Quando le è stato chiesto come tira a campare adesso, Patty ha risposto che erano affari suoi, mentre diventava viola sotto le due dita di cerone e le si gonfiavano le vene del collo. La domanda sugli abusi compiuti sui suoi terreni è stata bellamente silenziata. Se lo dice Patty, per il maestro Santoro è una verità assoluta e incontrovertibile; non lo sfiora neppure da lontano il dubbio che la realtà sia diversa: a lui interessava soltanto quella frase, «Silvio sapeva chi ero», poche parole ottime per finire l’indomani su tutte le prime pagine, cosa puntualmente accaduta. Il trappolone è scattato.

In mancanza di un programma tv in prima serata tutto loro, i legali di Giampaolo Tarantini, l’imprenditore indagato che fu il tramite fra Berlusconi e la D’Addario, si sono dovuti affidare alle agenzie di stampa per ridare dignità ai fatti. «Tarantini non ha mai presentato la signora come escort», dichiarano gli avvocati Nicola Quaranta e Nico D’Ascola. Lo conferma una della trentina di ragazze presenti alla serata, Clarissa Campironi: «La D’Addario mi è stata presentata in veste di imprenditrice. La scena che mi si presentava davanti non era assolutamente di un harem, c’erano tanti uomini quante donne. E ora la D’Addario accusa sulla tv pubblica me e le altre ragazze di svolgere la sua stessa attività, senza che noi possiamo difenderci».
Falso anche che «le ragazze accompagnate nella residenza privata di Berlusconi fossero state presentate anch’esse come escort». E l’accordo tra Giampi e Patty «non implicava alcun precostituito accordo in ordine a prestazioni sessuali già commissionate»: la nuova icona della sinistra aveva invece detto che Tarantini le aveva dimezzato la bella cifra pattuita di 2000 euro perché non si era fermata al dopocena.

È lungo l’elenco delle falsità dichiarate dalla D’Addario in diretta Rai. «Tarantini non le ha chiesto un curriculum in vista di una candidatura alle europee»: e quando mai faceva lui le liste del Pdl? «Non ha accompagnato Berlusconi a Milano in occasione di taluni dissapori con la signora Veronica Lario». «Non è vero che le cene a Palazzo Grazioli fossero popolate da un numero elevato, se non addirittura indeterminato, di ragazze accompagnate da Tarantini». Il quale ha portato al massimo due o tre fanciulle e soltanto «al fine di fare bella figura» con il presidente.
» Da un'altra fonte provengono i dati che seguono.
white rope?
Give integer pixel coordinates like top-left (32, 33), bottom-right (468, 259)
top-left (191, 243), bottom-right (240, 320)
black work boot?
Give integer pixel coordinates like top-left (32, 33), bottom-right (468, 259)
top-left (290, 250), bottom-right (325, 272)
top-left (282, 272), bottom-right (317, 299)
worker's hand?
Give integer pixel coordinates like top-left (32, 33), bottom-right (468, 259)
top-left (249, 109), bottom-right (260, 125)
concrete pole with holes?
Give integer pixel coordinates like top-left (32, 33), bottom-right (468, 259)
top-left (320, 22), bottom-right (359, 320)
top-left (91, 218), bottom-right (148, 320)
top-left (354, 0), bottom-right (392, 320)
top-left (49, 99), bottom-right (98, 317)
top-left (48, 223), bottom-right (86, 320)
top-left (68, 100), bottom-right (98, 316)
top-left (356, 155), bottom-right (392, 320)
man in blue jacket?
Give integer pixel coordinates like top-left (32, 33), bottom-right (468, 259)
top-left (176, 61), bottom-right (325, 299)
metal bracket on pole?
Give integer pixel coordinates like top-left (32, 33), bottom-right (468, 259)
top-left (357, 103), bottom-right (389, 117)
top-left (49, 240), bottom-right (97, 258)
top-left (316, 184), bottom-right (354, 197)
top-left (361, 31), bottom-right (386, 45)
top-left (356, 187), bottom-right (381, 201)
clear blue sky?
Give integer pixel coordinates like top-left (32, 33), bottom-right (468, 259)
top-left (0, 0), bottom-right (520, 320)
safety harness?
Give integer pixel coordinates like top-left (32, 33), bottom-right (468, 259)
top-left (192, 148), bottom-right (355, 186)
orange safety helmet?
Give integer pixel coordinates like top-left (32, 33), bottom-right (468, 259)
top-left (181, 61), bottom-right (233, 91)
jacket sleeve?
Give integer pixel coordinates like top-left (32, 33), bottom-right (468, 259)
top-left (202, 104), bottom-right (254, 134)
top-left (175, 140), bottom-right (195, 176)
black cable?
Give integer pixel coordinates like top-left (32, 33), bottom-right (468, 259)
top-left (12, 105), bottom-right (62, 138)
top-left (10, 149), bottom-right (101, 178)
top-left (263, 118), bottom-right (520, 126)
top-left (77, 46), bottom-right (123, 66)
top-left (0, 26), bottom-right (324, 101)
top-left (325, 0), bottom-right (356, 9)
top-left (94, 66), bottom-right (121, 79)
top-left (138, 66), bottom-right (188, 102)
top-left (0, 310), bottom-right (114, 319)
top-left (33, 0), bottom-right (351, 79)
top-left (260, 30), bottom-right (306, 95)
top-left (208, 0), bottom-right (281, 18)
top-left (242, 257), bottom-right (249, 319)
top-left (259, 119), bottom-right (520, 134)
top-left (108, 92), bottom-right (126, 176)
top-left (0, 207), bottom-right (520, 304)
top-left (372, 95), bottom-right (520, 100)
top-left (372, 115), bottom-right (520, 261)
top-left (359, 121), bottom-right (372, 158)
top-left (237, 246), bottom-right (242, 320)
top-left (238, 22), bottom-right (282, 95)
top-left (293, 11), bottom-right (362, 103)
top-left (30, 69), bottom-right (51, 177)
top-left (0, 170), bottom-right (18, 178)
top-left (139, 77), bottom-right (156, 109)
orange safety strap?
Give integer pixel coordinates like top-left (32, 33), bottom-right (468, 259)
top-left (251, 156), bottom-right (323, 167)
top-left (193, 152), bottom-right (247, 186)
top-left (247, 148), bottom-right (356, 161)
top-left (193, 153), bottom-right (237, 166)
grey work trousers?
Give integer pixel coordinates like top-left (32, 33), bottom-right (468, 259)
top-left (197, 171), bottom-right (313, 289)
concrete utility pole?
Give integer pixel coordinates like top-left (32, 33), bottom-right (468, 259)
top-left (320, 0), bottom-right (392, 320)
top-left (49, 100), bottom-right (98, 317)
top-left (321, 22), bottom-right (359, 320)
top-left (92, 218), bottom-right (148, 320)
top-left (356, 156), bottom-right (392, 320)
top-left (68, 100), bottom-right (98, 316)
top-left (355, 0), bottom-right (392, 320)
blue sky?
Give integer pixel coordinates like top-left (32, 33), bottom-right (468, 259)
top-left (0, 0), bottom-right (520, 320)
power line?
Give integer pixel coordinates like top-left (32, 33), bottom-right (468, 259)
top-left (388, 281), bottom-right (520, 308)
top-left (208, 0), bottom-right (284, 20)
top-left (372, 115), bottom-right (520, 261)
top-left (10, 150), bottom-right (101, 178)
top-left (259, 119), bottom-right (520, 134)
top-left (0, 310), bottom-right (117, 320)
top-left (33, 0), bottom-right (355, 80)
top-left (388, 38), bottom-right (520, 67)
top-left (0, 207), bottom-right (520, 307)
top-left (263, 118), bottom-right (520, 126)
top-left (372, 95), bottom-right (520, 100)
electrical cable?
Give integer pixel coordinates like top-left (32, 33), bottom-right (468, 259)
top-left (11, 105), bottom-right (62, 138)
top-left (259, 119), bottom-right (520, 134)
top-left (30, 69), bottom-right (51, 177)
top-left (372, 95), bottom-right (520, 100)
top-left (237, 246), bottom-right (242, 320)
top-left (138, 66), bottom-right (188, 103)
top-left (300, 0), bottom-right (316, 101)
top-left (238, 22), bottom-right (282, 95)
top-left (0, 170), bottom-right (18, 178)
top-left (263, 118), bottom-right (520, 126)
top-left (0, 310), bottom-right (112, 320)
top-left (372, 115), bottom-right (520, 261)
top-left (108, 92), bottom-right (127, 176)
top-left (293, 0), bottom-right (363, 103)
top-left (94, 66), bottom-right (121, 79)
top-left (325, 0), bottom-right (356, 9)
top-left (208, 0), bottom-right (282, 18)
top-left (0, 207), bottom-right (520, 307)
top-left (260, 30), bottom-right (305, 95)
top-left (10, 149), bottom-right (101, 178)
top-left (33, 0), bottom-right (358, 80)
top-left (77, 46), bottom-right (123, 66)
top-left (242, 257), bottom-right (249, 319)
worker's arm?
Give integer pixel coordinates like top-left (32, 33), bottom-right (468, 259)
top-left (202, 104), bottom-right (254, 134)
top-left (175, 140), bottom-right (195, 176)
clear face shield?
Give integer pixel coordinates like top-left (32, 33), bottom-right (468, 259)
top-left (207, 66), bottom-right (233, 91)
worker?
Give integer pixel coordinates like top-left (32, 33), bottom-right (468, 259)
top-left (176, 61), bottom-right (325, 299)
In visita al contingente italiano a Herat, in Afghanistan, anche il presidente del Senato Renato Schifani è intervenuto sul caso Annozero: «Siamo alla palese indecenza». E in Rai c’è molta irritazione per la puntata di giovedì. Esiste il rischio reale di strascichi giudiziari, in quanto la D’Addario è stata mandata in onda senza il contraddittorio con altre parti coinvolte nella vicenda che non hanno potuto difendersi. Tarantini e i suoi legali, non invitati, minacciano fuoco e fiamme. A ciò si aggiunge il malumore che serpeggia nelle associazioni delle famiglie cattoliche per la presenza di prostitute in prima serata e per le volgarità della Bbc mandate in fascia protetta. Per inciso, lo stesso filmato trasmesso all’inizio di Annozero fa parte del trappolone: il programma «Mock the week» è stato presentato come un seriosissimo talk show, mentre è un serial farsesco.

Gli ascolti hanno comunque premiato il «puttan-tour» di Raidue: oltre sette milioni di spettatori, un televisore su tre sintonizzato sulla banda Santoro, un pubblico composto in gran parte da giovani, laureati, persone di alto reddito ed elevata fascia sociale. È il risultato migliore per Annozero anche se erano andate meglio altre tre puntate di Tempo reale, Il rosso e il nero e Samarcanda, quest’ultima dedicata alla strage di Capaci: l’assassinio di Falcone tirò più di Patty. Santoro comunque gongola, e già annuncia: «La D’Addario? Potrei invitarla di nuovo».